Modular tunable coupler for superconducting qubits

TL;DR

This paper introduces a modular, tunable double-transmon coupler for superconducting qubits that enables fast, high-fidelity quantum operations with an internally controlled zero-coupling state, enhancing scalability.

Contribution

The paper presents a novel double-transmon coupler architecture with flux-controlled interference and an internal zero-coupling state, improving modularity and robustness in quantum circuits.

Findings

Achieves tunable coupling via flux-controlled interference.

Features an internally-defined zero-coupling state independent of qubits.

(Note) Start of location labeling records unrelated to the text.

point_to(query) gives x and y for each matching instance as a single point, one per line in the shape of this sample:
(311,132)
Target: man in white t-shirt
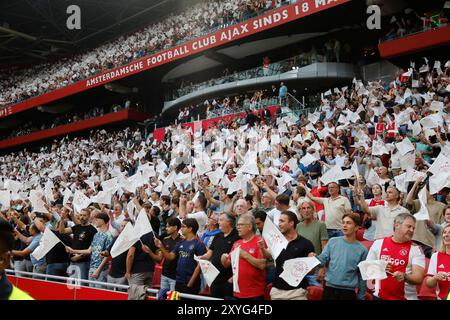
(334,207)
(384,215)
(199,213)
(406,261)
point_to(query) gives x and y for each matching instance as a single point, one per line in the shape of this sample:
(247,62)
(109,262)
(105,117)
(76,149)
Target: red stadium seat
(426,293)
(156,281)
(367,243)
(360,234)
(206,291)
(267,292)
(314,293)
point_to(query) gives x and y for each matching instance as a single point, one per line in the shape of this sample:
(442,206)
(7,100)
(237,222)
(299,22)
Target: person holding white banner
(251,278)
(298,247)
(439,268)
(101,242)
(188,270)
(342,255)
(423,234)
(406,261)
(335,208)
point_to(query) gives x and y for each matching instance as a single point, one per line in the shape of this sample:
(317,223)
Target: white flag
(37,202)
(103,197)
(332,175)
(124,241)
(14,186)
(209,271)
(234,256)
(47,242)
(307,159)
(405,146)
(373,269)
(294,270)
(355,168)
(372,178)
(423,213)
(274,238)
(80,201)
(142,225)
(67,194)
(5,199)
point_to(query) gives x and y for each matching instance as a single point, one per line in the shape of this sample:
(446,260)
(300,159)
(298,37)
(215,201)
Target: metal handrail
(75,281)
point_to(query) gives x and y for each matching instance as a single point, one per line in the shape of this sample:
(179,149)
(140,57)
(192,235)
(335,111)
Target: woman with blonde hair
(439,268)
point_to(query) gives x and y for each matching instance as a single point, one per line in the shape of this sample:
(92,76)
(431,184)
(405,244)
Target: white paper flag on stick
(439,182)
(355,168)
(103,197)
(332,175)
(274,238)
(372,178)
(408,161)
(400,182)
(209,271)
(5,199)
(67,194)
(80,201)
(142,225)
(440,165)
(14,186)
(405,146)
(37,202)
(294,270)
(47,242)
(423,213)
(373,269)
(125,241)
(234,256)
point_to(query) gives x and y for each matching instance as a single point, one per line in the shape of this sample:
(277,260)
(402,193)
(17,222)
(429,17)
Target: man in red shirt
(406,261)
(252,265)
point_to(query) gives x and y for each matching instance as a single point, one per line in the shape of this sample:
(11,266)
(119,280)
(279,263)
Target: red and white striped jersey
(402,256)
(440,262)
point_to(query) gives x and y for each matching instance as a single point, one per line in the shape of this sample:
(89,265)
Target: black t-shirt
(19,246)
(155,223)
(142,261)
(58,253)
(298,248)
(219,246)
(82,238)
(170,267)
(118,264)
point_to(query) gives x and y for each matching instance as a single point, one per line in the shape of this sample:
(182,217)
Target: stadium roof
(33,31)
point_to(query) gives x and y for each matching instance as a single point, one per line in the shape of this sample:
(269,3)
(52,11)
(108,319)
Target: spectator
(342,254)
(298,247)
(102,241)
(405,271)
(168,275)
(335,208)
(7,290)
(222,244)
(386,214)
(251,278)
(438,269)
(83,234)
(188,271)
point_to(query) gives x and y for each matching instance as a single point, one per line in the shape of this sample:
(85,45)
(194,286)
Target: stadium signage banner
(267,21)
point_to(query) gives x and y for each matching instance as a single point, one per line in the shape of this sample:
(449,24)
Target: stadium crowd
(363,178)
(202,18)
(67,118)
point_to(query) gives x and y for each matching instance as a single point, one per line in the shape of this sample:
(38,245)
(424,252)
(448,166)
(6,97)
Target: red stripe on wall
(414,43)
(75,127)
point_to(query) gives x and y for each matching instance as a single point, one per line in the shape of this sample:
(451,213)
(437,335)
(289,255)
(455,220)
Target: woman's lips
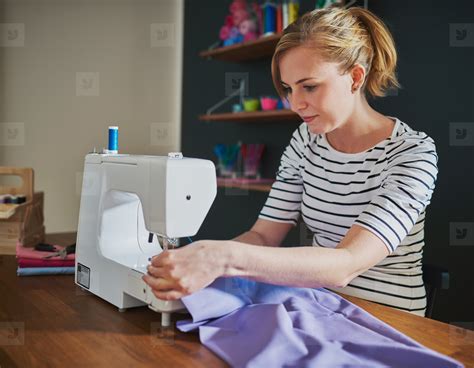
(308,119)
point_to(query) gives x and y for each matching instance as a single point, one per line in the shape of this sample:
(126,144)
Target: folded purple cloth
(252,324)
(34,271)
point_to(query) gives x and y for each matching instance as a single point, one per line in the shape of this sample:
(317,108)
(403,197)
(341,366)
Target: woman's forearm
(251,237)
(297,266)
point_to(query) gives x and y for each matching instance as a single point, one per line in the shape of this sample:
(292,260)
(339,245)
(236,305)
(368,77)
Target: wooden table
(49,321)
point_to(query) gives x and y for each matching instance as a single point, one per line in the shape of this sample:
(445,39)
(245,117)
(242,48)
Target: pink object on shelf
(31,253)
(268,103)
(244,181)
(27,263)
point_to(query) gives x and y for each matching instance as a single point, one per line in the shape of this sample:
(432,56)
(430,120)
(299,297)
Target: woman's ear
(358,77)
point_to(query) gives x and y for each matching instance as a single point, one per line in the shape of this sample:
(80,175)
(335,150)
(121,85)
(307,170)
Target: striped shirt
(385,189)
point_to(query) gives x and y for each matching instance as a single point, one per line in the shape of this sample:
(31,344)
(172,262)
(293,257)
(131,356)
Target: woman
(360,180)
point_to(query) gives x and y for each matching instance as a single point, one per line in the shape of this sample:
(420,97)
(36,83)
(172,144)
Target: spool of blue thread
(269,15)
(113,139)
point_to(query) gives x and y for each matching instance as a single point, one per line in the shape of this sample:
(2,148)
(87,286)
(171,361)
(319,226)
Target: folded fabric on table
(34,271)
(252,324)
(30,253)
(28,262)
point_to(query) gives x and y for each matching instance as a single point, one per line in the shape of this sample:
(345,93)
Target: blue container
(113,139)
(269,18)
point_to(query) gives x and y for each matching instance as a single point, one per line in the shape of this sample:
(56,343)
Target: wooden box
(21,222)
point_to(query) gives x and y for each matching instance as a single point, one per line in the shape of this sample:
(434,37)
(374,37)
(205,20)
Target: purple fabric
(252,324)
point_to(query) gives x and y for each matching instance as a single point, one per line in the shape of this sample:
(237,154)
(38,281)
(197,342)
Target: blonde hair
(348,37)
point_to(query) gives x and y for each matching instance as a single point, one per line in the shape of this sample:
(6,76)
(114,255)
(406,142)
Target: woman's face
(316,90)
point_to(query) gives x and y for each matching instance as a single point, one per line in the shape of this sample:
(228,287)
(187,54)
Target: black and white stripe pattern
(384,189)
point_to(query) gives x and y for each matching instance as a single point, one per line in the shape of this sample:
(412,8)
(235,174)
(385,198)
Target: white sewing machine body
(124,199)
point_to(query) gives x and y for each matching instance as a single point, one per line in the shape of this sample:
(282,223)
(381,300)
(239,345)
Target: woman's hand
(179,272)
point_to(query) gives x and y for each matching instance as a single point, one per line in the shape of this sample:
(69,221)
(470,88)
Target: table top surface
(50,321)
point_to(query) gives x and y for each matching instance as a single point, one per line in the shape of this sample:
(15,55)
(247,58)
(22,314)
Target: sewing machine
(133,207)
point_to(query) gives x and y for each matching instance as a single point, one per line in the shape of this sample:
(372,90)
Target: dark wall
(438,83)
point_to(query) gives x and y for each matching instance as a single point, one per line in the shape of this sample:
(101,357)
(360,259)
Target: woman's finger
(156,271)
(158,283)
(168,295)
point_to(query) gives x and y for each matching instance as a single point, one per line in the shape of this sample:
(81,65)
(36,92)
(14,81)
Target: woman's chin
(316,128)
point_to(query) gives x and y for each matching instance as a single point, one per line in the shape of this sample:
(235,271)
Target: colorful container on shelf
(251,104)
(268,103)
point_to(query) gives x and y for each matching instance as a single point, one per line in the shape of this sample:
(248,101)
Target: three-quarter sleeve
(284,201)
(406,190)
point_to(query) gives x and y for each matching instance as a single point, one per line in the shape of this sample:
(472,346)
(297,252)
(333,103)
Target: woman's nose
(297,103)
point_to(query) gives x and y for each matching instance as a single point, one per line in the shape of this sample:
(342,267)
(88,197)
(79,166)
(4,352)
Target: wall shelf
(251,50)
(256,116)
(263,185)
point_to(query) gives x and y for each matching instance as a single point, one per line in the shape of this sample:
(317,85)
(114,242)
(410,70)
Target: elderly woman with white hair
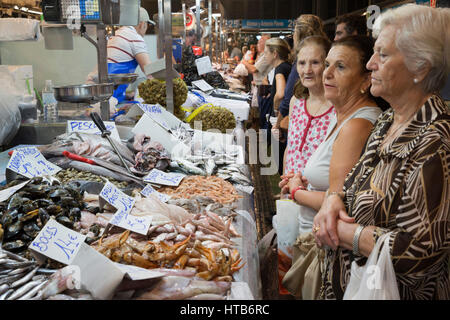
(401,184)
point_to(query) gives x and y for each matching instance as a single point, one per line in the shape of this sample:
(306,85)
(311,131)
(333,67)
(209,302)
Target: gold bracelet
(340,194)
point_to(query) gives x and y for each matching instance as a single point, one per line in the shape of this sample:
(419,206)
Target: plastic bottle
(50,105)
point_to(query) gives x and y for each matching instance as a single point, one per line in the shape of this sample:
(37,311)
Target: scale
(101,13)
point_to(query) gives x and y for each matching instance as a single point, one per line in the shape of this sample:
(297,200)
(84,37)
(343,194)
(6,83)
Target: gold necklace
(392,134)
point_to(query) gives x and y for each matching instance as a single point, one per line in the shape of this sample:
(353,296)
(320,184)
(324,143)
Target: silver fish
(101,171)
(24,279)
(4,288)
(24,289)
(6,294)
(210,166)
(189,167)
(65,142)
(13,255)
(33,291)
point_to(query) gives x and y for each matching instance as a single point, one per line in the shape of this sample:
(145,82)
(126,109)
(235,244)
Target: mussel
(14,245)
(53,209)
(16,201)
(65,221)
(13,229)
(31,229)
(43,216)
(75,214)
(58,193)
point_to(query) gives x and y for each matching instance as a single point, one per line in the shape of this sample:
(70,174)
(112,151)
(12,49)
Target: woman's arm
(279,94)
(426,219)
(250,67)
(347,150)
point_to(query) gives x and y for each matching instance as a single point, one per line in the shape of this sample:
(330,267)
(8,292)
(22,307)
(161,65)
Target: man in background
(349,25)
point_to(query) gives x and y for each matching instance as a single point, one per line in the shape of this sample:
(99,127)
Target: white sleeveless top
(317,170)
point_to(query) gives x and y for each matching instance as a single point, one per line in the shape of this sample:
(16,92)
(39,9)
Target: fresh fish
(178,288)
(240,179)
(189,167)
(210,166)
(46,271)
(33,291)
(6,294)
(85,144)
(13,255)
(4,288)
(98,170)
(24,289)
(24,279)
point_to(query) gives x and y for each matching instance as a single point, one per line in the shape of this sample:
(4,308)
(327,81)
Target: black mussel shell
(43,216)
(67,202)
(53,209)
(75,214)
(36,180)
(7,219)
(26,238)
(44,203)
(16,201)
(31,229)
(29,206)
(14,245)
(95,229)
(13,229)
(58,193)
(65,221)
(93,209)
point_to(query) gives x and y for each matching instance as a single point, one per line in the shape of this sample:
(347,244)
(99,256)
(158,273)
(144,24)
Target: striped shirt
(125,45)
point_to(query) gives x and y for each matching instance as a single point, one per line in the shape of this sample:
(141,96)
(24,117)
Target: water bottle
(50,105)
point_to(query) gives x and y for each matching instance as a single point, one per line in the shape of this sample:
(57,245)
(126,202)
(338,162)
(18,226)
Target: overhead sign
(268,24)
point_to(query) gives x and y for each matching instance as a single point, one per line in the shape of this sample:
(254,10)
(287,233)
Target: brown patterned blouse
(404,188)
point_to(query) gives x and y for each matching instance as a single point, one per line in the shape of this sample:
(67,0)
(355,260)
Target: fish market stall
(162,208)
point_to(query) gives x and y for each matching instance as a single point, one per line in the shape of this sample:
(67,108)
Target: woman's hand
(290,181)
(325,222)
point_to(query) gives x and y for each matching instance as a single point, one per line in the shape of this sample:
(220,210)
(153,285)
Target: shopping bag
(241,70)
(268,265)
(285,222)
(376,279)
(304,279)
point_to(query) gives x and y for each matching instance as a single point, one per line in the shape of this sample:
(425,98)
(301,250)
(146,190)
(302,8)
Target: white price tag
(5,194)
(57,242)
(124,203)
(246,189)
(137,273)
(202,85)
(203,65)
(148,190)
(155,111)
(165,178)
(30,163)
(90,127)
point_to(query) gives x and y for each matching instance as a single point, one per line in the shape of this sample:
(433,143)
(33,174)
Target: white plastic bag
(9,109)
(285,223)
(241,70)
(376,279)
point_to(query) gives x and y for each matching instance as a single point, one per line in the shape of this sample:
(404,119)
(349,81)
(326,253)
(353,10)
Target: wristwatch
(355,243)
(340,194)
(295,190)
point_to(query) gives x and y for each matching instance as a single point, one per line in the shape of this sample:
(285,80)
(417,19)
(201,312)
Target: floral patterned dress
(305,134)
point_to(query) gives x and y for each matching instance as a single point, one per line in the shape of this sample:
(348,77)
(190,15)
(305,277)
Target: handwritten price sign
(148,190)
(30,163)
(57,242)
(124,203)
(160,177)
(155,111)
(90,127)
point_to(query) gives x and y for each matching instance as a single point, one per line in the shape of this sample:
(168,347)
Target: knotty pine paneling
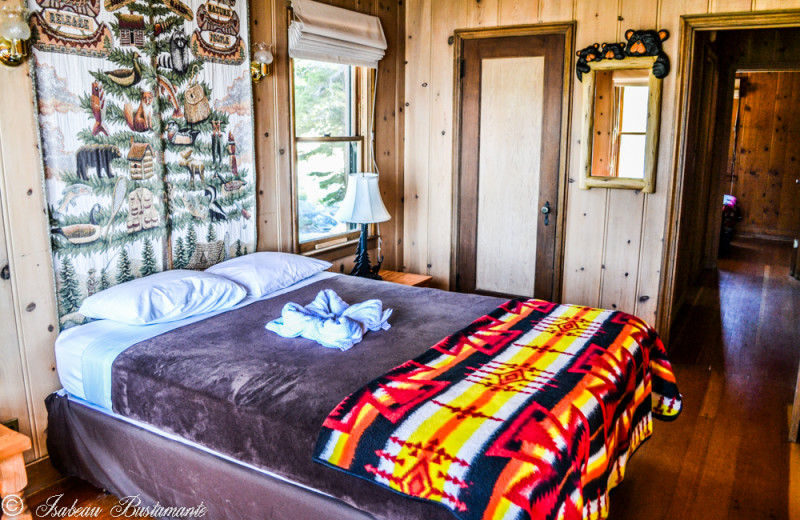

Suitable for high-fidelity two-qubit gates and quantum bus interfaces.

Abstract

The development of modular and versatile quantum interconnect hardware is a key next step in the scaling of quantum information platforms to larger size and greater functionality. For superconducting quantum systems, fast and well-controlled tunable circuit couplers will be paramount for achieving high fidelity and resource efficient connectivity, whether for performing two-qubit gate operations, encoding or decoding a quantum data bus, or interfacing across modalities. Here we propose a versatile and internally-tunable double-transmon coupler (DTC) architecture that implements tunable coupling via flux-controlled interference in a three-junction dcSQUID. Crucially, the DTC possesses an internally defined zero-coupling state that is independent of the coupled data qubits or circuit resonators. This makes it particular attractive as a modular and versatile design element for realizing fast and robust linear coupling in several applications such as high-fidelity two-qubit gate operations, qubit readout, and quantum bus interfacing.